Nice overview! Whole books can be (and have been) written on the "simplest" of concepts in calculus, so props on getting what you have into this post!

Some things I found interesting/was reminded of when reading this:

Newton's Method, when really examined, is a truly amazing method of approximation. In general, you tend to double your precision with each iteration. It does have obvious issues, though, such as "bad" guesses possibly DIVERGING from an x-intercept, and the obvious example you gave where there was no x-intercept to begin with (f(x) = x^2 + 3). I think it's important to note that when we apply this into the imaginary plane, a plot of the initial guess converging to a specific root produces great examples of fractals.


No function is differentiable at a cusp/vertex/sharp turn.
Be careful with your terminology.
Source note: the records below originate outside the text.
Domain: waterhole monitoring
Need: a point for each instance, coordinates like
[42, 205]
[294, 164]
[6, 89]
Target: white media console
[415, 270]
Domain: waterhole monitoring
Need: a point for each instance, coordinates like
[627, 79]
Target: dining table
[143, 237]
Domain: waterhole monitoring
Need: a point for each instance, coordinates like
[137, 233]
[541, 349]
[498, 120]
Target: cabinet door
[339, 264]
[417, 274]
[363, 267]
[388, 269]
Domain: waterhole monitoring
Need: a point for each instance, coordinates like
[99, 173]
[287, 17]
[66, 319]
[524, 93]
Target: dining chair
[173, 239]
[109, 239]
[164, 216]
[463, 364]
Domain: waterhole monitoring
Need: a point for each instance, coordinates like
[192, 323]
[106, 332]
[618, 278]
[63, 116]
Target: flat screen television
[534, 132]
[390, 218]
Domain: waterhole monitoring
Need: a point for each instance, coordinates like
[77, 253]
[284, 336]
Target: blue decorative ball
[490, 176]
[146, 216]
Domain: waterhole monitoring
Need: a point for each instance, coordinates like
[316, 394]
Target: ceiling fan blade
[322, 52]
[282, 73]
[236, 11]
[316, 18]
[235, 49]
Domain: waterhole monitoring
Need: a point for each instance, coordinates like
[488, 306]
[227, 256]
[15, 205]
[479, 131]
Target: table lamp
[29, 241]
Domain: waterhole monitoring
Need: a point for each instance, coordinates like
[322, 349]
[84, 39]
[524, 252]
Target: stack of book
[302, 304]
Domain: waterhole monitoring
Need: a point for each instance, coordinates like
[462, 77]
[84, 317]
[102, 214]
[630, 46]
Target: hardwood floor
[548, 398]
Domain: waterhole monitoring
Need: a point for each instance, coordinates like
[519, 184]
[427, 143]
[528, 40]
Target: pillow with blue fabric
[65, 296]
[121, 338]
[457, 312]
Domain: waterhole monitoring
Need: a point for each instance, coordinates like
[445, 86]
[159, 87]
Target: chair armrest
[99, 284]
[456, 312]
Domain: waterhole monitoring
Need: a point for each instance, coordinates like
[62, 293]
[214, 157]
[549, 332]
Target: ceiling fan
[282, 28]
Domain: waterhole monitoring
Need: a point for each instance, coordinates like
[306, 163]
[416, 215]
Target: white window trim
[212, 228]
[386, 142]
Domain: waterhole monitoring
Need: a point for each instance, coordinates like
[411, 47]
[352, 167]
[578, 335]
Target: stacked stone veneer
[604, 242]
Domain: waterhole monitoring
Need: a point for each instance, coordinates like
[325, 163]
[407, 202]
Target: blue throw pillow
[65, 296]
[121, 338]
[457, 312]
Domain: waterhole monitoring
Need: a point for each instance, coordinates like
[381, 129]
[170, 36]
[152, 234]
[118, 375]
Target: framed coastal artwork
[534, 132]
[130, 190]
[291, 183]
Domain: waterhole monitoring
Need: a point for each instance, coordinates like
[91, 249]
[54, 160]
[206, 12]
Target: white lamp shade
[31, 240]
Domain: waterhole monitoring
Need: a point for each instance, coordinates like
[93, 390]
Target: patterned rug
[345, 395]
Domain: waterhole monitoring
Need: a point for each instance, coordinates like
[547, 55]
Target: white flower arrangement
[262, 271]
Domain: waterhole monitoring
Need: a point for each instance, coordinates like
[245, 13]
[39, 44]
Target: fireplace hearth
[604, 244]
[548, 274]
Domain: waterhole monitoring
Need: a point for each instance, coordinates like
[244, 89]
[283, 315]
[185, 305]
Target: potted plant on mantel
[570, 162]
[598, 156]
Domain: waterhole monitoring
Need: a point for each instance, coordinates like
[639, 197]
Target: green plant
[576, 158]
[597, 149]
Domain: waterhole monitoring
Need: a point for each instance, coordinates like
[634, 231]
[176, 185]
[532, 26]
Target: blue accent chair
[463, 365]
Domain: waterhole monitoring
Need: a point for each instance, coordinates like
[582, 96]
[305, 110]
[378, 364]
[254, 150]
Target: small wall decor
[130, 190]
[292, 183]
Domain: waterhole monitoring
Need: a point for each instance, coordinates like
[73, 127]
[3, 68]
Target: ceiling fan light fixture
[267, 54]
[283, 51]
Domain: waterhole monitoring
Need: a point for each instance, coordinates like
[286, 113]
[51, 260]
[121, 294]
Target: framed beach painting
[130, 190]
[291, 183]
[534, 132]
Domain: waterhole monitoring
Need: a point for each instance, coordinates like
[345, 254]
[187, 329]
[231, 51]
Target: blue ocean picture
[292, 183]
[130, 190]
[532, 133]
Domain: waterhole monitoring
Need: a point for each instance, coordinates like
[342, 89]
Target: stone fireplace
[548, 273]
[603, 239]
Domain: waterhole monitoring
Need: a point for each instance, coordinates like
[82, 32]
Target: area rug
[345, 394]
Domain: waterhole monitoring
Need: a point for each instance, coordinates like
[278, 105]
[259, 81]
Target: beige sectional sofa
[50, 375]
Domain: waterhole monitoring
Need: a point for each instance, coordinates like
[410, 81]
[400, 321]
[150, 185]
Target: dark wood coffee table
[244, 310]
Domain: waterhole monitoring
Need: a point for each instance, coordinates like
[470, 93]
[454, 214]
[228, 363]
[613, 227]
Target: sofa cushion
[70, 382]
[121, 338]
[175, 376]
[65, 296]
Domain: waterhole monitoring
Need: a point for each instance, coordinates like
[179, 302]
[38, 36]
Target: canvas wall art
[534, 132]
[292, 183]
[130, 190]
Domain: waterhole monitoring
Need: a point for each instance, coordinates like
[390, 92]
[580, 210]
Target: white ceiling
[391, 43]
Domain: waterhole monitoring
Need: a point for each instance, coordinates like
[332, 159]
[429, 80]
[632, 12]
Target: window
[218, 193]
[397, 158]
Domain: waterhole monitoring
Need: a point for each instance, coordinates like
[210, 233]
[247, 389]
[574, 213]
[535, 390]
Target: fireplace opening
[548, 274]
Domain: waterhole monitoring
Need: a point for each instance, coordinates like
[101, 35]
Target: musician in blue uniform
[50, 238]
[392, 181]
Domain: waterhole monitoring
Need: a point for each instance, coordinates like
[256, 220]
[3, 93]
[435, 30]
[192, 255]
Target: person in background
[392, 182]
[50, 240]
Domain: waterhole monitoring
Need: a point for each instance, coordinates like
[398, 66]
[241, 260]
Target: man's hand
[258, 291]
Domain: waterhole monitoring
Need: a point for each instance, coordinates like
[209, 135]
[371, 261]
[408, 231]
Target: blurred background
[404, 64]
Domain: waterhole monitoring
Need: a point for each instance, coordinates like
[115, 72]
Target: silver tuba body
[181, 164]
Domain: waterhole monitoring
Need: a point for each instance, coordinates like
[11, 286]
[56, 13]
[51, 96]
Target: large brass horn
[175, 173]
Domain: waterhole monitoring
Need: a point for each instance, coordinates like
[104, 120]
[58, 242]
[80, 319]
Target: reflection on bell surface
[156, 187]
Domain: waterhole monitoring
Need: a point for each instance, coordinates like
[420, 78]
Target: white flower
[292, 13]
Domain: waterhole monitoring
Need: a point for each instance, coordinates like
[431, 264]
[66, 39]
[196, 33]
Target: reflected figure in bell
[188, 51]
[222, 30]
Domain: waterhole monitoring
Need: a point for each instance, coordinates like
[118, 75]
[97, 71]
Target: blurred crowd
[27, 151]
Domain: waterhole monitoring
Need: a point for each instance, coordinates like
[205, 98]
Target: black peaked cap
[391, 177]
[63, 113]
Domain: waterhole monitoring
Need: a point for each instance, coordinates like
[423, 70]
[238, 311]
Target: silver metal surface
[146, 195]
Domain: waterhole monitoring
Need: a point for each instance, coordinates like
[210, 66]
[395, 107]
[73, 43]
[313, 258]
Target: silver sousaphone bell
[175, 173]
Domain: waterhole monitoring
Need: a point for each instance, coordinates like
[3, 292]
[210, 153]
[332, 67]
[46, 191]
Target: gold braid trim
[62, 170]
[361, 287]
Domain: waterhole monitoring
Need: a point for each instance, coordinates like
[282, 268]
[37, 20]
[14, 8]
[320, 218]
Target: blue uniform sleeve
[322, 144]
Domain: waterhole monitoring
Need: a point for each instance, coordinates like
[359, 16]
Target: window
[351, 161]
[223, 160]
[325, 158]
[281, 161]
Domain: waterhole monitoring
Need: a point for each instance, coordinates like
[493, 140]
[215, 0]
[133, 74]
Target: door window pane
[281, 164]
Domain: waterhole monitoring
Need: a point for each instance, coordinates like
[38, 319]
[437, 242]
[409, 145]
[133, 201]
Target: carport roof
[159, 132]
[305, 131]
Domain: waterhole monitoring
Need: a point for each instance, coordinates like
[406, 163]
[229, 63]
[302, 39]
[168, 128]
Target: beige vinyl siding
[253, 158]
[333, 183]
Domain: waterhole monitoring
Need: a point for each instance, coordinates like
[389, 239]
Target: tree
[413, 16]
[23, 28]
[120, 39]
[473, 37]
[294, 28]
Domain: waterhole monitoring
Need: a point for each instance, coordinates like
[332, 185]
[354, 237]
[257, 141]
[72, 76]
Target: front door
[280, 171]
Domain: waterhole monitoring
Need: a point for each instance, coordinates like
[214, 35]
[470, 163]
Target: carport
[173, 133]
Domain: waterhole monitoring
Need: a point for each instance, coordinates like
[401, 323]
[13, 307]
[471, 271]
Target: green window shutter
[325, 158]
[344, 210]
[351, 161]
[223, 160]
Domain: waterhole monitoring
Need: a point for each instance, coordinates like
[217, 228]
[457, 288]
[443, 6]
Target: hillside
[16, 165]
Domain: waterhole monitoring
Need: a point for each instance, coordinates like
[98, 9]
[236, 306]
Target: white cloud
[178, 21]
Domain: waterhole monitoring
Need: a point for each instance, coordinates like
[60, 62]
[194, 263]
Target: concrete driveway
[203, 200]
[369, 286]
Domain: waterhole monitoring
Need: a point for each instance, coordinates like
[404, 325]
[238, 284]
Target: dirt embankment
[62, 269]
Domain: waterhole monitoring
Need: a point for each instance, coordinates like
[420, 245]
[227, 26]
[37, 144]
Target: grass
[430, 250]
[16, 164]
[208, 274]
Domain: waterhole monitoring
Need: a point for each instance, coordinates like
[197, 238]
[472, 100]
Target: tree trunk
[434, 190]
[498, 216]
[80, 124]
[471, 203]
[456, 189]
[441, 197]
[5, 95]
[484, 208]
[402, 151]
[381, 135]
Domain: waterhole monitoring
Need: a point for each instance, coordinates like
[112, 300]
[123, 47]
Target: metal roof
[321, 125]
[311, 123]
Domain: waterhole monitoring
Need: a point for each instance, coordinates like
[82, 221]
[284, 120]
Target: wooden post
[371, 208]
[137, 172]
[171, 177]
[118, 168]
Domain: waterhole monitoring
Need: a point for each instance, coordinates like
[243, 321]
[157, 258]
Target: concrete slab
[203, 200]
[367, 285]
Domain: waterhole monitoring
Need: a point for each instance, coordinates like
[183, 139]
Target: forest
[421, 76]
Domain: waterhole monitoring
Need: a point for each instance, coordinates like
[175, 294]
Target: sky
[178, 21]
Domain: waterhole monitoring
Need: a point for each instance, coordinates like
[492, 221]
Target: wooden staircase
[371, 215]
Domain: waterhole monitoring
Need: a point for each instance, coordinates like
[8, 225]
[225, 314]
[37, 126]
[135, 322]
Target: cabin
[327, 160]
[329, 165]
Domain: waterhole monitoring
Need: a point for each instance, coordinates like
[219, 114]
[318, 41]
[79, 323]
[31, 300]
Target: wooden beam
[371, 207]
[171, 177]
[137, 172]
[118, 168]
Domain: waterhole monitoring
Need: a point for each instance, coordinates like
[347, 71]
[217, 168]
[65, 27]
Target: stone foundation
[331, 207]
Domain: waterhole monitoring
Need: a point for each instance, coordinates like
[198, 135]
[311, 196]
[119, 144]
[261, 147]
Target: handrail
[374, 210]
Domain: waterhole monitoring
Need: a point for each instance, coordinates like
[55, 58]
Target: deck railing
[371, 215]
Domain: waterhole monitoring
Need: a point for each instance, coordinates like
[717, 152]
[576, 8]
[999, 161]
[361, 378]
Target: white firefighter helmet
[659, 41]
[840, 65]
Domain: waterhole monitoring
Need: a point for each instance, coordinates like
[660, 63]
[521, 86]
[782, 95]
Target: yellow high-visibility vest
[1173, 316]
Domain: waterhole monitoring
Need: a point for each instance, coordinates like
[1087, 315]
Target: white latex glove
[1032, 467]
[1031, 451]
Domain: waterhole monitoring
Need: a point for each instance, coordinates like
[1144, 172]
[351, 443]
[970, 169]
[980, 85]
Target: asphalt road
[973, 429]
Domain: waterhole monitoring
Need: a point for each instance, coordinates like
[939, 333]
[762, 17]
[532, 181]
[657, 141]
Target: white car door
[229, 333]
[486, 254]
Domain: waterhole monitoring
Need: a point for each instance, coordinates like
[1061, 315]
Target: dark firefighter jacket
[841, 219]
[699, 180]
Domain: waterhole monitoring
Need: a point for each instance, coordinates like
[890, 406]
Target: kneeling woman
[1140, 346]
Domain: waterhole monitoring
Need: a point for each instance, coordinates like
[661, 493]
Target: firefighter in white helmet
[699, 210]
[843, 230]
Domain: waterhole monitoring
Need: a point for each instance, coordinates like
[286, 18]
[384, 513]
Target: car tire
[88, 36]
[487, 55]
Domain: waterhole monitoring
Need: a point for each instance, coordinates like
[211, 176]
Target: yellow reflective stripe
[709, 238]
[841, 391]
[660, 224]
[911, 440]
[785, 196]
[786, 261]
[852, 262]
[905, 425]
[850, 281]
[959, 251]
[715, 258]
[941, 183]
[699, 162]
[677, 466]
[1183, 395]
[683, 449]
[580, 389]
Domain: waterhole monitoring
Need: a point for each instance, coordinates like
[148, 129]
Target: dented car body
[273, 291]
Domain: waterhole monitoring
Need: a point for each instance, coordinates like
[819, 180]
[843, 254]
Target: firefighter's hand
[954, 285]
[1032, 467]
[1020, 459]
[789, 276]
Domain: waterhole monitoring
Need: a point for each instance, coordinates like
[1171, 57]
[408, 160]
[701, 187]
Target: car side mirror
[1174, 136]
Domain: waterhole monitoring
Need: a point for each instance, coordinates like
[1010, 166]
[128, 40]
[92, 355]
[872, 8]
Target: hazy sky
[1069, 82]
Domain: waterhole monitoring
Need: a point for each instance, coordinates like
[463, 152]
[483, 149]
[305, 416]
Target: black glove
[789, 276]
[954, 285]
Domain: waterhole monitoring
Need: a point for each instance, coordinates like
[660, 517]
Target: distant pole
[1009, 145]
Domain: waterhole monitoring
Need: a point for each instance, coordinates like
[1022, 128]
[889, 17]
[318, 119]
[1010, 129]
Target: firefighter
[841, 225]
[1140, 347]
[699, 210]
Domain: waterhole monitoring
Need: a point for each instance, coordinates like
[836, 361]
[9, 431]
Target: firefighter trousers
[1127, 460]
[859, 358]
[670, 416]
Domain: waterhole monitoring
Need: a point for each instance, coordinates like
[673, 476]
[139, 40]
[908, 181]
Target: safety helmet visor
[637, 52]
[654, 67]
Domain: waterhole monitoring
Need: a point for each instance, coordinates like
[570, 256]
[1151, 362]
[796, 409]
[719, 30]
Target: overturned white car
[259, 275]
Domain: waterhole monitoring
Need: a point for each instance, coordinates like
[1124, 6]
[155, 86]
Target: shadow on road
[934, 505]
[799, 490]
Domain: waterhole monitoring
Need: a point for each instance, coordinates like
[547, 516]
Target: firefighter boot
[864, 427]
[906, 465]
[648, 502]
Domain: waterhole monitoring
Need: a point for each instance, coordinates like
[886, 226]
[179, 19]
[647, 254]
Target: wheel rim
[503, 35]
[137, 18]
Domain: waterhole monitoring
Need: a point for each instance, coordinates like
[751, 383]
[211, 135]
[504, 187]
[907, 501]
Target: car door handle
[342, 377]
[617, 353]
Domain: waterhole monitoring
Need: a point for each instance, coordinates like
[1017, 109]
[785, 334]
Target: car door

Granted, a sharp turn would not be differentiable, however a vertex often is.

Take, for example, a standard parabola y = a (x - h) ^ 2 + k. The vertex of a parabola is point (h, k). If we check a basic parabola, y = x^2 (therefore, a = 1, h = 0, k = 0), we find a vertex at (0, 0). y'(x) = dy/dx = 2x, and y'(0) = 0. Here we find that the derivative exists at a vertex.

What you're referring to here (the sharp cusps, turns, etc.) are usually traits of piecewise functions, or can be expanded to mean functions with asymptotes. In order for a function to be differential at a point, there's a general 2-step rule we can look at:

- Is it continuous at our point? That is, does lim(x->a+) f(x) = lim(x->a-) f(x) = f(a) (*And all three expressions exist/Are finite)
- Does the left and right hand limits agree? That is, does lim(h->0+) (f(x+h)-f(x))/h = lim(h->0-) (f(x+h)-f(x)/h (*Both exist and are finite, i.e. not infinity)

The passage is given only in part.